Just a few pages into the classic work of sentimental fiction, The Man of Feeling (1771), the hero of the novel, Harley, is confronted with a beggar and his dog: ‘He had on a loose sort of coat, mended with different-coloured rags, . . . he wore no shoes, and his stockings had entirely lost that part of them which should have covered his feet and ankles . . .’. The man ‘asked charity of Harley; the dog began to beg too . . .’ and in response Harley immediately supplied their want with a sixpence. In exchange for this contribution, Harley asked the beggar to tell him his story, and was rewarded with a long tale of gradual decline. The beggar had contracted gaol fever from visiting felons, and his house burned to the ground during his slow recovery. By the end, the beggar explained, ‘I was so weak that I spit blood whenever I attempted to work’. Having neither a parish of settlement nor friends to help, he ‘was forced to beg’. But, by his own account, this particular beggar made a very poor fist of it: ‘I told all my misfortunes truly, but they were seldom believed; and the few who gave me a half-penny as they passed, did it with a shake of the head, and an injunction, not to trouble them with a long story’.1 In the five volumes of the Narratives of the Poor in Eighteenth-Century Britain edited by Alysa Levene and others it quickly becomes clear that despite this particular beggar’s conclusion that most people did not care to hear a long story, they certainly put a great deal of effort into collecting a large variety of short ones.

As a part of the administrative systems which grew up with the Old Poor Law and the Act of Settlement of 1662, and as a legacy of the rise of voluntary associational charities from the second quarter of the eighteenth century, the sheer volume of ‘narratives of the poor’ grew ever larger. Today, county record-offices groan under the weight of large collections of settlement and bastardy examinations, of pauper letters seeking relief from distant parishes, of depositions and trial accounts and of the petitions and narratives used by charities to verify the ‘deservedness’ of the people who sought relief in misfortune. This mass of documentation represents an extraordinary archive of everyday suffering, covering the lives of perhaps [End Page 240] a majority of all eighteenth-century British men and women.
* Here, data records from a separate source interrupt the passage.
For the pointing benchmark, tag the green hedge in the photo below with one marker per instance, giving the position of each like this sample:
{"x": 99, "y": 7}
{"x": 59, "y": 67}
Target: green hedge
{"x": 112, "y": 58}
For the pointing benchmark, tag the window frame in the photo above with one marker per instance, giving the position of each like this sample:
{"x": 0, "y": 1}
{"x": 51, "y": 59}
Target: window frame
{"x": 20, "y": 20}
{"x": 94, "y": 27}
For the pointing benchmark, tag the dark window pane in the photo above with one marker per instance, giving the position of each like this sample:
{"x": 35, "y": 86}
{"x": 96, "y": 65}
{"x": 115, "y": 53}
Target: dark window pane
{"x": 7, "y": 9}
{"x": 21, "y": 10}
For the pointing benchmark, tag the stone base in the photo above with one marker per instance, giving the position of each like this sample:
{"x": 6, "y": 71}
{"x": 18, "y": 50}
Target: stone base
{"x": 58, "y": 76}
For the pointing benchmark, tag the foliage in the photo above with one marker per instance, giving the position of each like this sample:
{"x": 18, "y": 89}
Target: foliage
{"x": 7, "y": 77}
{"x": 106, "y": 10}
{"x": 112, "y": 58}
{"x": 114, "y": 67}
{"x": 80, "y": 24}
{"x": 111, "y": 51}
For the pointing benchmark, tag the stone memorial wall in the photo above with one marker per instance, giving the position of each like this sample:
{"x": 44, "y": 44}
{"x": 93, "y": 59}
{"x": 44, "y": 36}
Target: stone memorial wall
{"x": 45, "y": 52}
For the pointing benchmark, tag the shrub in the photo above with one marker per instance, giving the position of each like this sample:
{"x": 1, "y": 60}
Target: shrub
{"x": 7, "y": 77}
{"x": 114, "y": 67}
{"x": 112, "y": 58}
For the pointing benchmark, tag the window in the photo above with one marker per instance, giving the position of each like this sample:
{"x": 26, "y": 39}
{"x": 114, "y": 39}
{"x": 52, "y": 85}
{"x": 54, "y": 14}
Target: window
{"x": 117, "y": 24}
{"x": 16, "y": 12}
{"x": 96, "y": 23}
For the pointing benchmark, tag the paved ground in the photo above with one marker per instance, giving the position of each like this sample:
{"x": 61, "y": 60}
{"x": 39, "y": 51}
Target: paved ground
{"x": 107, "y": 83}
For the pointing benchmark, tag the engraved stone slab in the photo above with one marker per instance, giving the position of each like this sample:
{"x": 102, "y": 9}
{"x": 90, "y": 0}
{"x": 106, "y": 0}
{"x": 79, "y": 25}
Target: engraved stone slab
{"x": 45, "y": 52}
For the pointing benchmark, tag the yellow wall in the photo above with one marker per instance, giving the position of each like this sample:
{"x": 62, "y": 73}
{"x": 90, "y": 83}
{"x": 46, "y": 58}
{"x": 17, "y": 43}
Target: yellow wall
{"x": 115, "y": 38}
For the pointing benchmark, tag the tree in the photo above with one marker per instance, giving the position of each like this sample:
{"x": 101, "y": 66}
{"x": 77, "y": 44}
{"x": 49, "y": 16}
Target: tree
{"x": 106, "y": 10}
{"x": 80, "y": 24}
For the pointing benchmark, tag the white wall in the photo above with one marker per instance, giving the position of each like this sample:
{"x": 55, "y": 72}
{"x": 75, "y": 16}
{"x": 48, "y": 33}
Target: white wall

It is remarkable that until recently few historians have bothered to investigate this archival abundance. In the 1970s G. W. Oxley claimed that this repository of individual narratives tells us ‘remarkably little about the poor themselves and the circumstances which brought them into dependence on poor relief’.2 In part, the unwillingness of previous generations to engage with this material was the result of its bureaucratic complexity and of the arid and unpromising language of accounting used to express much of the information it contains. At the same time, the heroic tales of working-class radicals challenging the forces of reaction, and of romantic criminals dying ‘game’ to the applause of their fellows and the chagrin of the state, pushed the beggarly and pathetic from centre stage. But in recent years new technical and literary developments have helped to refocus historical interest on to this archive.

From the late 1980s new techniques of nominal-record linkage (pioneered by demographers and political historians in a Namierite tradition) began to hold out the possibility of creating rounded lives from the disparate fragments and single-line entries that filled the ledgers of poverty.3 During the same period, a new drive towards a more narrative form of historical writing that focused on individual communities also began to emerge. In the work of Keith Wrightson and David Levine, of Keith Snell, David Underdown and Barry Reay, the sheer density of information available through the close analysis...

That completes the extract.